Discretionary decision making has been alluded to in the handling of Chief Leach on February 8th. However, by its very definition, the handling of the Chief by his own subordinates seems to contradict the concept of discretionary.

Additionally, when discretionary decision making finds its way into law enforcement use, those that have suffered the most behind its use are often the every day hard working men and women who have the least resources and the least options. Case in point: the Eastside community has been subjected to DUI checkpoints, time after time. Staged with the use of grant funding for DUI enforcement, the individual predominately apprehended has not been the DUI driver. These individuals have seen their one source of family possession band only avenue toward accessible work income, taken away and impounded, many times costing them more than the value of the vehicle itself. Yet, their harm was not driving under the influence, rather discretionary decision making never considered them worthy enough or deserving enough of preferential treatment.

We applaud local news media for following through on the “public request for information” on the phone records of those involved. It is indeed unfortunate that the public request does not allow for disclosure for the private phones these individuals also possess. To have done so, might have brought forth another aspect to the scenario.

However, the question now turns to why are individuals who are implicated in the “cover-up”, placed or remain in leadership positions instead of relieved of duty and placed on Administrative Leave?

What City Hall must understand, is that the community will no longer stand by and “trust” that they are going to handle the investigation appropriately.

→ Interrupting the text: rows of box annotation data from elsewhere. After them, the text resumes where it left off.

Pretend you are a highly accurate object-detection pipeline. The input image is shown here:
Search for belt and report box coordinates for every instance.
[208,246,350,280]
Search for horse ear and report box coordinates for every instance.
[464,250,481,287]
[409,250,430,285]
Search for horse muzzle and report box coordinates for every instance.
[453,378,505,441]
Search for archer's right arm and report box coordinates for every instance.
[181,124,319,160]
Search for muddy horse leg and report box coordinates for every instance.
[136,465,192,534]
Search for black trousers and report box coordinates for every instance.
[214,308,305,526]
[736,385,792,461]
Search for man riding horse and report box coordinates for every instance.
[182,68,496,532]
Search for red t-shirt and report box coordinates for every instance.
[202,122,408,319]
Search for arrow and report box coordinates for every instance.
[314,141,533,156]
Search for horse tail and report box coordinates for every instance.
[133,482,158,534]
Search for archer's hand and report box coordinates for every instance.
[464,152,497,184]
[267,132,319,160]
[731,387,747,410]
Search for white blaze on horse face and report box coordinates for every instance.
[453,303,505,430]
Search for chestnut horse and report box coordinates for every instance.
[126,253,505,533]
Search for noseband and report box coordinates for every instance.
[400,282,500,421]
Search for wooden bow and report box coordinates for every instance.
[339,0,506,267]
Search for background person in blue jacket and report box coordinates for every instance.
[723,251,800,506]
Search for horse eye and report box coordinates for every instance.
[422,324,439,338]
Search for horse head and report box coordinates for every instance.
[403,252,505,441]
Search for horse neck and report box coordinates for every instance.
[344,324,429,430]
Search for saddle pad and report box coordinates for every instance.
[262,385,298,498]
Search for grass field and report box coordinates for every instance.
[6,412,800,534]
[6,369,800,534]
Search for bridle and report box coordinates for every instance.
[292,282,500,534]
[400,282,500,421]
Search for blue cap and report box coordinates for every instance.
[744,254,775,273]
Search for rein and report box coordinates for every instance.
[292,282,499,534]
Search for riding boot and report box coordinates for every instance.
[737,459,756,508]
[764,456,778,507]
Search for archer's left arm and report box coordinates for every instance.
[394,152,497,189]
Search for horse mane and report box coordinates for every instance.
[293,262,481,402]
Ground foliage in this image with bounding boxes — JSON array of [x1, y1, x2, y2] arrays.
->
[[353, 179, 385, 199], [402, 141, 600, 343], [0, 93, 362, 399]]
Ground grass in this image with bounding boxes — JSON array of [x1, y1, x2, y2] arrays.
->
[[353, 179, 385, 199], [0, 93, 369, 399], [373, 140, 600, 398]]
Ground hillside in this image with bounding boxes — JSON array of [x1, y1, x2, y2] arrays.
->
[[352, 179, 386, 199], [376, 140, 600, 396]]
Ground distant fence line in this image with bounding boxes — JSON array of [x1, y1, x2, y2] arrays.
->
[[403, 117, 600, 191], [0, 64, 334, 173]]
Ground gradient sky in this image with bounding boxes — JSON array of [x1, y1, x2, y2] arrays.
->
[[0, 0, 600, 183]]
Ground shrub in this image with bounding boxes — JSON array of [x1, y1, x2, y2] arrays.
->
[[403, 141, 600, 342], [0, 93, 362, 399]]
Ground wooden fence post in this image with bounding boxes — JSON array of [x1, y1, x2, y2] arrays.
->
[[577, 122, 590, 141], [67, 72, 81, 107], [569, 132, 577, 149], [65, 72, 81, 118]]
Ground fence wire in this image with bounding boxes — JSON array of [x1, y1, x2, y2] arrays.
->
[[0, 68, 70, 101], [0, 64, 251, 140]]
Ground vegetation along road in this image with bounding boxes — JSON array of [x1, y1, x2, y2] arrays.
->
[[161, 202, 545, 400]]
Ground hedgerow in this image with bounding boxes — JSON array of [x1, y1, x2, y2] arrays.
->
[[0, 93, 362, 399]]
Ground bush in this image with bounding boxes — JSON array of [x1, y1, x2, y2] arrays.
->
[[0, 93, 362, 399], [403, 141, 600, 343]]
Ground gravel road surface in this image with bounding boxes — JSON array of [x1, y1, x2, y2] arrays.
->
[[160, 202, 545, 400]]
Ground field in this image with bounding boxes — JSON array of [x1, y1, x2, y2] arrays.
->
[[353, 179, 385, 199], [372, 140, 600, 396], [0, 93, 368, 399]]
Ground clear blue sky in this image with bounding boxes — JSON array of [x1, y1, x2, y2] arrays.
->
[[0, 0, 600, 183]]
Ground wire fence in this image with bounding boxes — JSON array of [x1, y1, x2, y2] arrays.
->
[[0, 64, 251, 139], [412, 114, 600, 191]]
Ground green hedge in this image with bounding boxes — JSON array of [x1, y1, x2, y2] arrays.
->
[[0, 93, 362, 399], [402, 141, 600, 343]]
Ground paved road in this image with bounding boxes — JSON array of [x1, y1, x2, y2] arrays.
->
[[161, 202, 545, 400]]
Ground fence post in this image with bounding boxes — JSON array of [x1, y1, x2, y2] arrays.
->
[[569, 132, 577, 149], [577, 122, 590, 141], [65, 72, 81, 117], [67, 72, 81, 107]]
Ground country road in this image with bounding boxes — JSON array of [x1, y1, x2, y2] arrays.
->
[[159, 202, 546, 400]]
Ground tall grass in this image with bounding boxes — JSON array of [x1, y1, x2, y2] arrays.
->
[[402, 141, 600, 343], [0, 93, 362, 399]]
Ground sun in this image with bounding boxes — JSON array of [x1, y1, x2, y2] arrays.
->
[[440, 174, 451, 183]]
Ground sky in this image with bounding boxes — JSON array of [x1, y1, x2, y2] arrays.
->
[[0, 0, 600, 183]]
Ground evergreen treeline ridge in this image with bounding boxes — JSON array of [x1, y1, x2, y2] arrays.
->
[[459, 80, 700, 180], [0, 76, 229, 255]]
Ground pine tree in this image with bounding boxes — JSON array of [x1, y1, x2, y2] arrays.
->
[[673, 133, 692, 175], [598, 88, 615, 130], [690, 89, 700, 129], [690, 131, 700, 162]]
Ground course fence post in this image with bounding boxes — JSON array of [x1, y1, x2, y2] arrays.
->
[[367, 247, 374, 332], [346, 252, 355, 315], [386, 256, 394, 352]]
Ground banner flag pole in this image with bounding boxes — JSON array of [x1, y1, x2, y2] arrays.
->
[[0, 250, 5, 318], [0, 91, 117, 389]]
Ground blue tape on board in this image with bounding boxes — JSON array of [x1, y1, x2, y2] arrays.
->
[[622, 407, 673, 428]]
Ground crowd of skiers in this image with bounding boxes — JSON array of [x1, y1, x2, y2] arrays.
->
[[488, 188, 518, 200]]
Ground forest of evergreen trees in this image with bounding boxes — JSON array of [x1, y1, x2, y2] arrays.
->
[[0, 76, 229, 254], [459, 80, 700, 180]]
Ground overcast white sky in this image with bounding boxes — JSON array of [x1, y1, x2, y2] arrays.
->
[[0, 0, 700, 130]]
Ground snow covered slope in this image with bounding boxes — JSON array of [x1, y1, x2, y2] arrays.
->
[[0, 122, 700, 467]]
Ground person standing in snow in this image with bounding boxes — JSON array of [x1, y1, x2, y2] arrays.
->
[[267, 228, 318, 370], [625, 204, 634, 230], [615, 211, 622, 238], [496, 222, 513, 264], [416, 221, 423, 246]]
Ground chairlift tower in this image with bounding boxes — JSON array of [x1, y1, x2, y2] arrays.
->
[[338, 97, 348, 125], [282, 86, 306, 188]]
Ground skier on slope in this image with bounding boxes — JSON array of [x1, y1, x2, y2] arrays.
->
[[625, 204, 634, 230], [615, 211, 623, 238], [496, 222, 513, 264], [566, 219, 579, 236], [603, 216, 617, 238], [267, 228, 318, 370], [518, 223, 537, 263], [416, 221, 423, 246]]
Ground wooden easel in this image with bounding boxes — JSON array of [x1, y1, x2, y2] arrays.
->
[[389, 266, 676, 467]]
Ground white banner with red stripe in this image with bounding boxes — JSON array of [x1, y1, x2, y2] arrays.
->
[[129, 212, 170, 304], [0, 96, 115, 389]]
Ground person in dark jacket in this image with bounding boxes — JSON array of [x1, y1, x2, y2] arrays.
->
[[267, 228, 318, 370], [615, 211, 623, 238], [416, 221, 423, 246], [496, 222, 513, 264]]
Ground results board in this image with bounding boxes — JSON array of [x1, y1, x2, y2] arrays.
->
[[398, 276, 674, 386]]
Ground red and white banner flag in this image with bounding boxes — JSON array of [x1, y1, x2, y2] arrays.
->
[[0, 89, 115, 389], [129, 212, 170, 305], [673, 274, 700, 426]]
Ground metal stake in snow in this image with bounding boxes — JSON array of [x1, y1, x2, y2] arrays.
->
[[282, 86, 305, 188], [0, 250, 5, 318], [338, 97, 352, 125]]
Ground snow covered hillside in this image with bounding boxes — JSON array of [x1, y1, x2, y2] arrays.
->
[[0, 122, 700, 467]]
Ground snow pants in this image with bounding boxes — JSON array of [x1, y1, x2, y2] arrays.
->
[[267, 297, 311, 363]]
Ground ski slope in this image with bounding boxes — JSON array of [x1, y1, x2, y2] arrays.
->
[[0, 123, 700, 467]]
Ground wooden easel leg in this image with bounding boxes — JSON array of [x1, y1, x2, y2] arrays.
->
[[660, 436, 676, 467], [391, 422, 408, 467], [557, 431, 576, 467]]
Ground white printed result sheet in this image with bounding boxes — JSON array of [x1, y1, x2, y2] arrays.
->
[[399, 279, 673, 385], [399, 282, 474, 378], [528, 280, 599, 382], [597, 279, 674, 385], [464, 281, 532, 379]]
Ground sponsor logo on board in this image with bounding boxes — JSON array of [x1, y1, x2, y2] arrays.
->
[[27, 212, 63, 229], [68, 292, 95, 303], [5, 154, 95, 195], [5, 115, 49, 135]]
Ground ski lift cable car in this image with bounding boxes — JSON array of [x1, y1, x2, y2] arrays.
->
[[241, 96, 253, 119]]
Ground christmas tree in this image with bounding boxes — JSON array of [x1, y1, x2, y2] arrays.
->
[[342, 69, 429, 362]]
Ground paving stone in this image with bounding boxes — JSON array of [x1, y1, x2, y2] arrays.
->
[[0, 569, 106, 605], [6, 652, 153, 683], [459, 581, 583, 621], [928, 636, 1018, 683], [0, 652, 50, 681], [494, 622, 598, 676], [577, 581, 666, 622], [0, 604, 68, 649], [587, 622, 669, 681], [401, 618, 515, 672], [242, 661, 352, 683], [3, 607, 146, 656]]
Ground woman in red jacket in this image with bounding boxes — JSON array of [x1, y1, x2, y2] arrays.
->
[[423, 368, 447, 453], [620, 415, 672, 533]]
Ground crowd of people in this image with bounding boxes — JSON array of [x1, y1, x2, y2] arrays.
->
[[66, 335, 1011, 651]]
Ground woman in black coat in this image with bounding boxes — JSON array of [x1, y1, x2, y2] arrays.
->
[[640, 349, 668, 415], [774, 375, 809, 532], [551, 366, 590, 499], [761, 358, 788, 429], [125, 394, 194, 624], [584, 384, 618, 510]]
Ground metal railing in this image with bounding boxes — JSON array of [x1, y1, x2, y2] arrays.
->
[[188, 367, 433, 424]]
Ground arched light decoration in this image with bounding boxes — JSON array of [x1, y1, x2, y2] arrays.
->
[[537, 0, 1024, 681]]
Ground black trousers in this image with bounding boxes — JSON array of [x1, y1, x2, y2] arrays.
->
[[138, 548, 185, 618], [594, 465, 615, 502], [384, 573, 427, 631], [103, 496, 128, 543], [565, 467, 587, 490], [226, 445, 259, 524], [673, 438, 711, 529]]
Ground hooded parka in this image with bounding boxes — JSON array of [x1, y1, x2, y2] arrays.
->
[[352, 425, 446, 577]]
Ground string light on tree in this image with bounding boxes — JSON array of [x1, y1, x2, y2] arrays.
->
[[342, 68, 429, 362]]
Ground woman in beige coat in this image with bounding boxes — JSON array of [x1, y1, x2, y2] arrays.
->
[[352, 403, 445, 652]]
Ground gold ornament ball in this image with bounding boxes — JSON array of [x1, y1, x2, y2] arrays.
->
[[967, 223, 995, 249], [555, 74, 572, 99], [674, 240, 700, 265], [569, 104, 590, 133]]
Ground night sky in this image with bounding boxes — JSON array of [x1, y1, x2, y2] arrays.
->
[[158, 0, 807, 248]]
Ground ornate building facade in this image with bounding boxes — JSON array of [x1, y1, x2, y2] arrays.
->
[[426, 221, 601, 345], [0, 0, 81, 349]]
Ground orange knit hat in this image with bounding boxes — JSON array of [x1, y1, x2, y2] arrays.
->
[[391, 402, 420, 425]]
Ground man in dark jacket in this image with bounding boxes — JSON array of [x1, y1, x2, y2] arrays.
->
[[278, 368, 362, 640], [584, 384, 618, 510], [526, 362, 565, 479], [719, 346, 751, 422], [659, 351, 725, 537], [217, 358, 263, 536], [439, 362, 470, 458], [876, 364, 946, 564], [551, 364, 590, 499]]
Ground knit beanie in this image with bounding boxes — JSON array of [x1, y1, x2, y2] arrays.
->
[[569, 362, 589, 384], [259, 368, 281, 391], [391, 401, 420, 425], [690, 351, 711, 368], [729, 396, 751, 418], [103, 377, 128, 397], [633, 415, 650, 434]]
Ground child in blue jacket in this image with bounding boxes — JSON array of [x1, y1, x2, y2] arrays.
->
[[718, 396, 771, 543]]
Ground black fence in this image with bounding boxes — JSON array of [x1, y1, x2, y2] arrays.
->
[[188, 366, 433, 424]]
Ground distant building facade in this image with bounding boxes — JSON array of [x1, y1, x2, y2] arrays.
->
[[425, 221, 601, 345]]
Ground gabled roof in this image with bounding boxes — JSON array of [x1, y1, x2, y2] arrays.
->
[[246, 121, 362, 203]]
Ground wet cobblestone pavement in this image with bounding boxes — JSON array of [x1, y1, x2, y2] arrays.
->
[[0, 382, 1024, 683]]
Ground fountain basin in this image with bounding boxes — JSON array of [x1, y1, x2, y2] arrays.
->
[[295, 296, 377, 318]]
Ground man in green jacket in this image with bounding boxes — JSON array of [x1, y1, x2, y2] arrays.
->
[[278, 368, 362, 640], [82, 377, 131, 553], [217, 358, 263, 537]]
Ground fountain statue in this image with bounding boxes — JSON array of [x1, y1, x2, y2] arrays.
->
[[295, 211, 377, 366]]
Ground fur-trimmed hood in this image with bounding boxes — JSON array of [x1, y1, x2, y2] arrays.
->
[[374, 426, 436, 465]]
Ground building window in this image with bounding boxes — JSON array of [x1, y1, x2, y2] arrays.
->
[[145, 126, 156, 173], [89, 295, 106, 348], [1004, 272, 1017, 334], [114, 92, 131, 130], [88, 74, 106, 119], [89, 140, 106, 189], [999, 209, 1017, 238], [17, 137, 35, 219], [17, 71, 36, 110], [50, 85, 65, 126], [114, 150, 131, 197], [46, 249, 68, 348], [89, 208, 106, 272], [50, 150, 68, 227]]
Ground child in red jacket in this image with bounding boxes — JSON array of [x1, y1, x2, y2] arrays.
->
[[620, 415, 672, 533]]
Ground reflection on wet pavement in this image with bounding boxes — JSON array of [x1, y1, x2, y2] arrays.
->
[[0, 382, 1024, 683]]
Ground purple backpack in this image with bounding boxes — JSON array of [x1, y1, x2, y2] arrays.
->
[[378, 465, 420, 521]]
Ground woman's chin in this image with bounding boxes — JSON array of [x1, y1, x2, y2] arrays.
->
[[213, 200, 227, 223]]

City Hall can no longer maintain that they have the best interest of the community in their handling of this matter. They have proven a lack of impartiality and fairness, not only in the current process, but historically in the micro-management and interference with the police department.

For years the community has suspected that the police department has been controlled, not by the Chief’s office, but by the 7th Floor at City Hall. Once the State Attorney General’s Stipulated Agreement ended, so did the demonstrated support toward the concept of “Community Oriented Policing”. Police personnel for years now, have been directed to terminate contact, interaction and participation with the community to which they serve. Partnerships which were established and had proven successful were abandoned or limited.

Individuals in the police department, who did not fall in line with the new concept, were either pushed out of the department all together, or simply denied promotion.

We acknowledge that a City Charter Amendment would be necessary to remove responsibility from the City Manager into the final decision of selecting the next Chief of Police. We acknowledge that based on the time limitations of the upcoming decision, the removal of that responsibility is not going to happen. However, we will go on record as making this a formal request for such consideration. The City Manager has not demonstrated to this community that he has the best interest of its members. The City Council and Mayor have not held the City Manager accountable for those actions and as such, the City Council and the Mayor have also contributed to the current crisis in Riverside.

An independent outside investigation is required, that would bring its results to the community: a community to which City Hall remains accountable. While the highly regarded integrity and reputation of Grover Trask is acknowledged, the implication has already been established that the community will not be the receiver of the information in that investigation.

City Hall can not investigate and remedy the recent and past issues involving the police department, especially when City Hall itself is implicated in the micro-management and interference with the only department authorized with the ability to protect and take a person’s freedom. At this time, nothing short of an independent outside investigation into what really happened the night the “trust” went out in Riverside will do.